Il libro di cui voglio parlare stavolta non è uno di quelli, per cosi dire, commerciale ne tantomeno di facile reperibilità. Proprio per queste sue peculiarità è uno di quei libri che prediligo in modo particolare, ormai penso che abbiano capito tutti che non di grandi firme io vado in cerca, bensì di grandi libri.
Questo, nella fattispecie, mi è capitato tra le mani, in modo quasi casuale, mentre scartabellavo tra gli scaffali della libreria di Champoluc. Già il titolo è di quelli che, alle persone come me, attente alle tematiche che riguardano la cultura alpina, fa drizzare le orecchie.
“I nostri vecchi leggevano poco, ma pensavano molto”. Con una intestazione così, pensai, deve essere certamente un grande libro, di quelli che ti fanno vivere la storia in diretta.
Non mi ero sbagliato! Il libro è veramente una pagina commovente di storia della valle d’Aosta.

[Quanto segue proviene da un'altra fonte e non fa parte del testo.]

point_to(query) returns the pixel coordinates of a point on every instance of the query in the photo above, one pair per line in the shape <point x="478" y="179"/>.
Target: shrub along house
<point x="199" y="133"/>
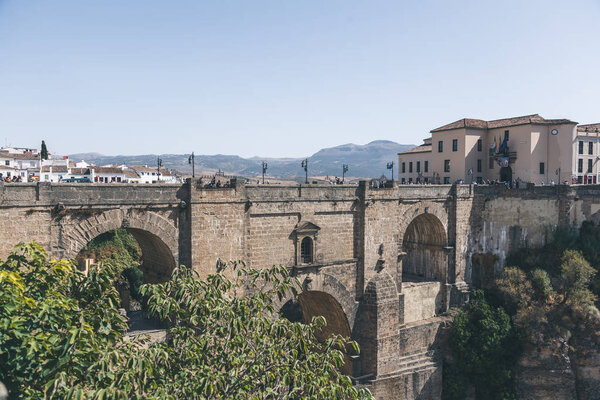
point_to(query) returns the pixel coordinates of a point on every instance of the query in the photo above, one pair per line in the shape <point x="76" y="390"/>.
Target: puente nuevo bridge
<point x="380" y="264"/>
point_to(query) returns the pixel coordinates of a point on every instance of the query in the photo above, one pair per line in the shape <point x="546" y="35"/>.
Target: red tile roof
<point x="589" y="128"/>
<point x="501" y="123"/>
<point x="424" y="148"/>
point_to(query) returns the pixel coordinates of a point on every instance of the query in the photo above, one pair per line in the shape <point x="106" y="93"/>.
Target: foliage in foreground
<point x="485" y="350"/>
<point x="61" y="336"/>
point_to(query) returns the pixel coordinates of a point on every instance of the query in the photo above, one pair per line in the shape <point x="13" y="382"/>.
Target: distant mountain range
<point x="364" y="161"/>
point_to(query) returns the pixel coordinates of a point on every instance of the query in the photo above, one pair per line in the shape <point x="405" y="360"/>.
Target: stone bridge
<point x="380" y="264"/>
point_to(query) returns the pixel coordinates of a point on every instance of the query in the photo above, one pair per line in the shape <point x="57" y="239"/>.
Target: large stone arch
<point x="434" y="208"/>
<point x="156" y="235"/>
<point x="323" y="295"/>
<point x="424" y="247"/>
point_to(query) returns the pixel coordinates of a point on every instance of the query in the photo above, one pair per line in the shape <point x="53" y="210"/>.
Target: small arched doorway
<point x="314" y="304"/>
<point x="306" y="251"/>
<point x="424" y="244"/>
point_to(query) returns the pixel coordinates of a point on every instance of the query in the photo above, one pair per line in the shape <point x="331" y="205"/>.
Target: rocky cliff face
<point x="585" y="361"/>
<point x="560" y="370"/>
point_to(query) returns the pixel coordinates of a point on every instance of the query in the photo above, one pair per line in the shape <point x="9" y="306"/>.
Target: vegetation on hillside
<point x="485" y="349"/>
<point x="61" y="336"/>
<point x="542" y="294"/>
<point x="119" y="249"/>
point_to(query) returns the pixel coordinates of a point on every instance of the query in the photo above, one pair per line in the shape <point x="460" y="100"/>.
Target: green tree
<point x="485" y="351"/>
<point x="44" y="151"/>
<point x="62" y="337"/>
<point x="54" y="321"/>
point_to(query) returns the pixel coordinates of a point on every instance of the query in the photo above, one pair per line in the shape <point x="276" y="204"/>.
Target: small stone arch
<point x="321" y="282"/>
<point x="323" y="295"/>
<point x="157" y="237"/>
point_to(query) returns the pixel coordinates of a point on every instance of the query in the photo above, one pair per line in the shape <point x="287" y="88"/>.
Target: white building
<point x="108" y="175"/>
<point x="146" y="174"/>
<point x="19" y="162"/>
<point x="53" y="173"/>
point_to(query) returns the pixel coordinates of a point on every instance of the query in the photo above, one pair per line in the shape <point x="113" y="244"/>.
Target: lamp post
<point x="304" y="165"/>
<point x="158" y="165"/>
<point x="265" y="167"/>
<point x="391" y="166"/>
<point x="192" y="160"/>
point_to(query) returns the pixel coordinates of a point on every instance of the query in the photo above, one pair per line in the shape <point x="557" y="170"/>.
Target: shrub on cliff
<point x="546" y="305"/>
<point x="61" y="336"/>
<point x="484" y="349"/>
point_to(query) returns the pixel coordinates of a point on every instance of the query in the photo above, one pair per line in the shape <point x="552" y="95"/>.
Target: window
<point x="306" y="251"/>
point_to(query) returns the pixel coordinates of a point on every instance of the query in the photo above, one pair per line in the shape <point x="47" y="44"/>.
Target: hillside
<point x="367" y="160"/>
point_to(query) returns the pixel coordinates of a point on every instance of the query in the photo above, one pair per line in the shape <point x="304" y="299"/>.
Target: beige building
<point x="529" y="148"/>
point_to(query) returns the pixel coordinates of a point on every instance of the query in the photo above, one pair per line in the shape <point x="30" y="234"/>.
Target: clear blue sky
<point x="283" y="77"/>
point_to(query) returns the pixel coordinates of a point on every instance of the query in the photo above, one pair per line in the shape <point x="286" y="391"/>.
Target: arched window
<point x="306" y="251"/>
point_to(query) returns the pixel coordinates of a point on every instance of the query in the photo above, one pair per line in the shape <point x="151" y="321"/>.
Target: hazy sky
<point x="284" y="77"/>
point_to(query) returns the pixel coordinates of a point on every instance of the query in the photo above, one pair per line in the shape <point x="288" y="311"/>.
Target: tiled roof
<point x="142" y="168"/>
<point x="129" y="173"/>
<point x="424" y="148"/>
<point x="55" y="168"/>
<point x="17" y="156"/>
<point x="589" y="128"/>
<point x="502" y="123"/>
<point x="108" y="170"/>
<point x="80" y="171"/>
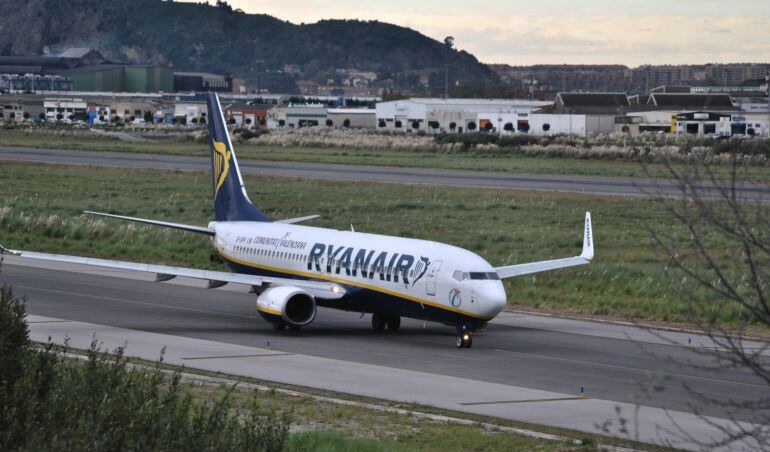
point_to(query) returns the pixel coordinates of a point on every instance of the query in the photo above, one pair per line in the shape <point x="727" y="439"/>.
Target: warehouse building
<point x="450" y="115"/>
<point x="580" y="114"/>
<point x="359" y="118"/>
<point x="296" y="116"/>
<point x="246" y="115"/>
<point x="202" y="82"/>
<point x="84" y="69"/>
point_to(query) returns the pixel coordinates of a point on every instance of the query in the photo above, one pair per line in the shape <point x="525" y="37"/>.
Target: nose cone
<point x="492" y="294"/>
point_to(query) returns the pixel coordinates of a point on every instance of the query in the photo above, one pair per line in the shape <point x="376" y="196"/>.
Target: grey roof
<point x="594" y="99"/>
<point x="591" y="103"/>
<point x="75" y="52"/>
<point x="692" y="101"/>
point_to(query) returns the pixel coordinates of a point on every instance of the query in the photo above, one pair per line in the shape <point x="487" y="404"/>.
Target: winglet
<point x="588" y="239"/>
<point x="4" y="250"/>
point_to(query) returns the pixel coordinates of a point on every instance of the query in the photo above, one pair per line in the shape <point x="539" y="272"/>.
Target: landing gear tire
<point x="378" y="322"/>
<point x="464" y="340"/>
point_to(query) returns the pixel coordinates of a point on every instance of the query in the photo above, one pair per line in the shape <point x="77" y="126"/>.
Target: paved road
<point x="527" y="351"/>
<point x="572" y="184"/>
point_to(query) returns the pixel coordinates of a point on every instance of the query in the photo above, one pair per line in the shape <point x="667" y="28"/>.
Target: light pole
<point x="449" y="43"/>
<point x="259" y="76"/>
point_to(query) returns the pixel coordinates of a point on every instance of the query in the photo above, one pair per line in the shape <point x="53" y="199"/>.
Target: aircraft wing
<point x="585" y="257"/>
<point x="319" y="289"/>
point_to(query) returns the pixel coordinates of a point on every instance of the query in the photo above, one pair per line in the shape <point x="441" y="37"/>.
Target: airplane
<point x="294" y="269"/>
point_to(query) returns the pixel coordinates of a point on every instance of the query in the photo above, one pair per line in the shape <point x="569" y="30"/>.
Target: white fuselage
<point x="425" y="272"/>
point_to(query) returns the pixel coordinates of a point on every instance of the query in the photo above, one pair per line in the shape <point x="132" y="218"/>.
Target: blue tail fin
<point x="230" y="200"/>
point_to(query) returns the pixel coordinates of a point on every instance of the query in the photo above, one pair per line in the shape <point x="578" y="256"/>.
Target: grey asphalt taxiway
<point x="573" y="184"/>
<point x="523" y="367"/>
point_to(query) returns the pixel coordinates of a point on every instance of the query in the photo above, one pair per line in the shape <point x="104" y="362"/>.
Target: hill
<point x="201" y="37"/>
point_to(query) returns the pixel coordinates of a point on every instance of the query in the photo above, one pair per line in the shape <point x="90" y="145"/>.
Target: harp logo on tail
<point x="221" y="164"/>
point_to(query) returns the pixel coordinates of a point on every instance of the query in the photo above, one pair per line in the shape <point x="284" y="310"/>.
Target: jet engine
<point x="290" y="305"/>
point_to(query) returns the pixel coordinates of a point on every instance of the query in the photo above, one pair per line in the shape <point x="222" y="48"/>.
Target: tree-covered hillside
<point x="201" y="37"/>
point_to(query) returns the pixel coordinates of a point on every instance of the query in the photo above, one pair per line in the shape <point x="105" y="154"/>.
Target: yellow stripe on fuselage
<point x="269" y="311"/>
<point x="353" y="283"/>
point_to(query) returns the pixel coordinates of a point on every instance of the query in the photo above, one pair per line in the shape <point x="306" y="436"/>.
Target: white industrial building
<point x="452" y="115"/>
<point x="65" y="110"/>
<point x="360" y="118"/>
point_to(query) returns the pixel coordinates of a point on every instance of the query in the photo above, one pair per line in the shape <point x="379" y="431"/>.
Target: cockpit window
<point x="483" y="275"/>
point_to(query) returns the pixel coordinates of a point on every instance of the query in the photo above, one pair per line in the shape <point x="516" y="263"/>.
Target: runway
<point x="522" y="351"/>
<point x="553" y="183"/>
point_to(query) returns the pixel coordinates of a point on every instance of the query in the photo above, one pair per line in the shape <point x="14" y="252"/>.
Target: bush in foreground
<point x="51" y="402"/>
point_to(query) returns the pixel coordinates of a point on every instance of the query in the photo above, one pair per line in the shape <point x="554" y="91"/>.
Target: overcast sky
<point x="630" y="32"/>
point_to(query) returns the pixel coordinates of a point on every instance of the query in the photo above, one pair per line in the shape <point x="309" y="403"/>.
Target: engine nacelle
<point x="290" y="305"/>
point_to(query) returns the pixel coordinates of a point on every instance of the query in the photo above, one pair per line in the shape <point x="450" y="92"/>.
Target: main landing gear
<point x="280" y="326"/>
<point x="464" y="337"/>
<point x="380" y="321"/>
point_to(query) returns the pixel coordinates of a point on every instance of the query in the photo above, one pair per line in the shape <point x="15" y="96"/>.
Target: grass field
<point x="40" y="209"/>
<point x="459" y="160"/>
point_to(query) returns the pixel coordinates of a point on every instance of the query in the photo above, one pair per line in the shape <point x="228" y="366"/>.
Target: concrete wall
<point x="557" y="124"/>
<point x="358" y="119"/>
<point x="600" y="124"/>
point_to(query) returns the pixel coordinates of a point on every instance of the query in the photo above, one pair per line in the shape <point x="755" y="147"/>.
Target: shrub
<point x="13" y="339"/>
<point x="55" y="403"/>
<point x="517" y="140"/>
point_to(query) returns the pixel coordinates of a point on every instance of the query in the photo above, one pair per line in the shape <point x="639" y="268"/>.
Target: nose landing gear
<point x="464" y="337"/>
<point x="380" y="321"/>
<point x="464" y="340"/>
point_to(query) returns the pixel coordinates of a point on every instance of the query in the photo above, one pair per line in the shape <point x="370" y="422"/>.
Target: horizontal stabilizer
<point x="298" y="219"/>
<point x="585" y="257"/>
<point x="184" y="227"/>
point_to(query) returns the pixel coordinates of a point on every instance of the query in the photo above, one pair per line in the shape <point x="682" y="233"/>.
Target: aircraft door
<point x="430" y="278"/>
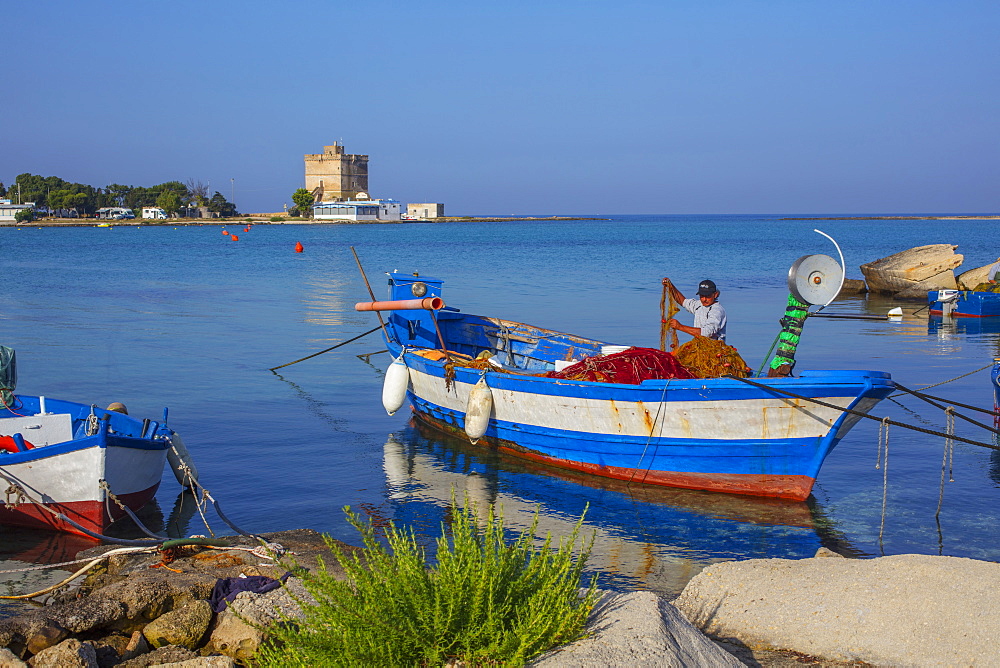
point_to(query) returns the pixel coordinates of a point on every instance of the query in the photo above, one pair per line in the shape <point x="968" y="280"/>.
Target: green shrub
<point x="484" y="602"/>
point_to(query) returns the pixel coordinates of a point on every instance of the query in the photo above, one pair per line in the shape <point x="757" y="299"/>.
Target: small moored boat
<point x="964" y="303"/>
<point x="67" y="466"/>
<point x="720" y="434"/>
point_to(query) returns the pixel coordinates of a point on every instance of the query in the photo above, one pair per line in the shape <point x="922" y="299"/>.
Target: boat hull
<point x="62" y="481"/>
<point x="718" y="434"/>
<point x="965" y="304"/>
<point x="711" y="434"/>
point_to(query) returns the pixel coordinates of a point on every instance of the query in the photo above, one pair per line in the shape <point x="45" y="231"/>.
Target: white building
<point x="115" y="213"/>
<point x="425" y="211"/>
<point x="8" y="211"/>
<point x="364" y="209"/>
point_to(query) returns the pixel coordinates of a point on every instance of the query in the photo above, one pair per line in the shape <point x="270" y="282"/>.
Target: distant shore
<point x="991" y="217"/>
<point x="255" y="220"/>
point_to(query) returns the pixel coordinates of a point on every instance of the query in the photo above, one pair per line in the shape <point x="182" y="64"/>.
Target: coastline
<point x="251" y="219"/>
<point x="955" y="217"/>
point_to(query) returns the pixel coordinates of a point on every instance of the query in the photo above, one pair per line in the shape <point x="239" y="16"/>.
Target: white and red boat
<point x="63" y="465"/>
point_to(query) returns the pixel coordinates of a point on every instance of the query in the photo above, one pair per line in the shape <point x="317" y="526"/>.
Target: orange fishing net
<point x="630" y="366"/>
<point x="708" y="358"/>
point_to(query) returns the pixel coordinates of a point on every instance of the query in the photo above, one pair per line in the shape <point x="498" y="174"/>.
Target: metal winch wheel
<point x="815" y="279"/>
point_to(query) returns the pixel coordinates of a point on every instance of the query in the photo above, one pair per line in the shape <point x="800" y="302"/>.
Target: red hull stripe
<point x="95" y="516"/>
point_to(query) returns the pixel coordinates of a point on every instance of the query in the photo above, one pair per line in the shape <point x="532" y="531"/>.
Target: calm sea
<point x="188" y="319"/>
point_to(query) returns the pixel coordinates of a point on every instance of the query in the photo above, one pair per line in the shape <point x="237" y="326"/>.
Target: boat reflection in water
<point x="645" y="537"/>
<point x="944" y="327"/>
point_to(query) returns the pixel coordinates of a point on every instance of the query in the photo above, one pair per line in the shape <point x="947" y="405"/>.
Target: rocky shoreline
<point x="163" y="608"/>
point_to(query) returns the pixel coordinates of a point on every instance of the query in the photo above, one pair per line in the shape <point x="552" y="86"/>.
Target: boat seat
<point x="40" y="430"/>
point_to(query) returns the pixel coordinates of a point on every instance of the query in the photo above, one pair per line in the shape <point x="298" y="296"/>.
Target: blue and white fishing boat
<point x="67" y="466"/>
<point x="720" y="434"/>
<point x="964" y="303"/>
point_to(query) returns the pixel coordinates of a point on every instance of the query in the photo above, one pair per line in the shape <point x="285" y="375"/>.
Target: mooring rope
<point x="950" y="380"/>
<point x="851" y="411"/>
<point x="927" y="398"/>
<point x="649" y="438"/>
<point x="883" y="461"/>
<point x="128" y="511"/>
<point x="947" y="457"/>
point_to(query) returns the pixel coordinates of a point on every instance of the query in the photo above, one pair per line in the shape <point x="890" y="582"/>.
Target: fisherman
<point x="709" y="315"/>
<point x="993" y="273"/>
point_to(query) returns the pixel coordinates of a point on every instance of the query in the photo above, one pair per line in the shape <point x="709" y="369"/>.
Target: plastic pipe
<point x="428" y="303"/>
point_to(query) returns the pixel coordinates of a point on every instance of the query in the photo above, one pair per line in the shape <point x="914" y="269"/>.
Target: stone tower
<point x="335" y="175"/>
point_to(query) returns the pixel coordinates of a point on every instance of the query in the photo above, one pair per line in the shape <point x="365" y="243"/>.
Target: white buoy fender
<point x="477" y="412"/>
<point x="180" y="461"/>
<point x="397" y="378"/>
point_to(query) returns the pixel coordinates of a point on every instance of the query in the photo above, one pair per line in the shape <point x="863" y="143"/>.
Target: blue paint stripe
<point x="784" y="456"/>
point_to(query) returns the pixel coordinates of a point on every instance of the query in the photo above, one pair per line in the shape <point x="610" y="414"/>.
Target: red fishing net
<point x="630" y="366"/>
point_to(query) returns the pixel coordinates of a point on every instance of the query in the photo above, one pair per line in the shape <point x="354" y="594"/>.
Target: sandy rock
<point x="68" y="654"/>
<point x="184" y="627"/>
<point x="110" y="649"/>
<point x="202" y="662"/>
<point x="47" y="635"/>
<point x="9" y="660"/>
<point x="825" y="552"/>
<point x="903" y="610"/>
<point x="943" y="281"/>
<point x="637" y="629"/>
<point x="136" y="646"/>
<point x="93" y="612"/>
<point x="900" y="271"/>
<point x="158" y="657"/>
<point x="967" y="280"/>
<point x="234" y="636"/>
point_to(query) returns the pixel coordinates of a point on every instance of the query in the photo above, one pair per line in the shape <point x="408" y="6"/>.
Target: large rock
<point x="967" y="280"/>
<point x="9" y="660"/>
<point x="237" y="632"/>
<point x="638" y="629"/>
<point x="164" y="655"/>
<point x="943" y="281"/>
<point x="903" y="610"/>
<point x="184" y="627"/>
<point x="68" y="654"/>
<point x="852" y="286"/>
<point x="903" y="270"/>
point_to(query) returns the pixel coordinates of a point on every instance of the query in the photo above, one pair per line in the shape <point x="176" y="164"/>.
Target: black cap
<point x="706" y="288"/>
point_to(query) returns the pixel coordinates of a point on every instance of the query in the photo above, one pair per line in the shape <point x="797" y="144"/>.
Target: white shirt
<point x="711" y="320"/>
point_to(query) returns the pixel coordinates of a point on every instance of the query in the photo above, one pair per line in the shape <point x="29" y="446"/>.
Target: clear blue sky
<point x="558" y="107"/>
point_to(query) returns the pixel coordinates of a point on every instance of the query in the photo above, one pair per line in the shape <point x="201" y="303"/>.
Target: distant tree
<point x="218" y="204"/>
<point x="116" y="194"/>
<point x="169" y="201"/>
<point x="303" y="201"/>
<point x="197" y="193"/>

È, forse, la pagina più importante perché ciò che è più difficile conoscere d’un popolo è proprio il suo pensiero spirituale e, nel caso di questo libro, di come questo pensiero si è andato evolvendo nei secoli, modificandosi, sovente arricchendosi, attraverso le stesse eresie da cui è stato sfiorato, come da quelle di Giansenio, di Calvino o di Ario, fino alla predicazione millenarista.
Quei montanari che “pensavano molto” hanno idealmente scritto le pagine più nobili della loro piccola patria, convinti che, spesso, è la storia del pensiero a determinare quella dei fatti.
Queste pagine, spiega l’autore, sono un approfondimento a proposito del tema “sofferenza” e tentano di spiegare, attraverso ricerche che hanno interessato diverse generazioni, come l’originale “Buona Novella”, diffusa tra le montagne sia andata nei secoli evolvendosi, rispondendo sempre più a quella realtà antropologica, fisica, climatica che era la vita dei pastori dell’Alpe.
L’autore, Vico Avalle, nasce a Torre Pellice, in terra Valdese.
Ha conseguito tre lauree all’università di Torino e svolge, da oltre quarant’anni l’attività di psicologo a Ivrea. Suo segno distintivo è l’ostinazione a partecipare alle guerre perdute, cosi come nel porsi domande senza risposta.
Se questi sono i presupposti, indubbiamente il libro merita di essere letto.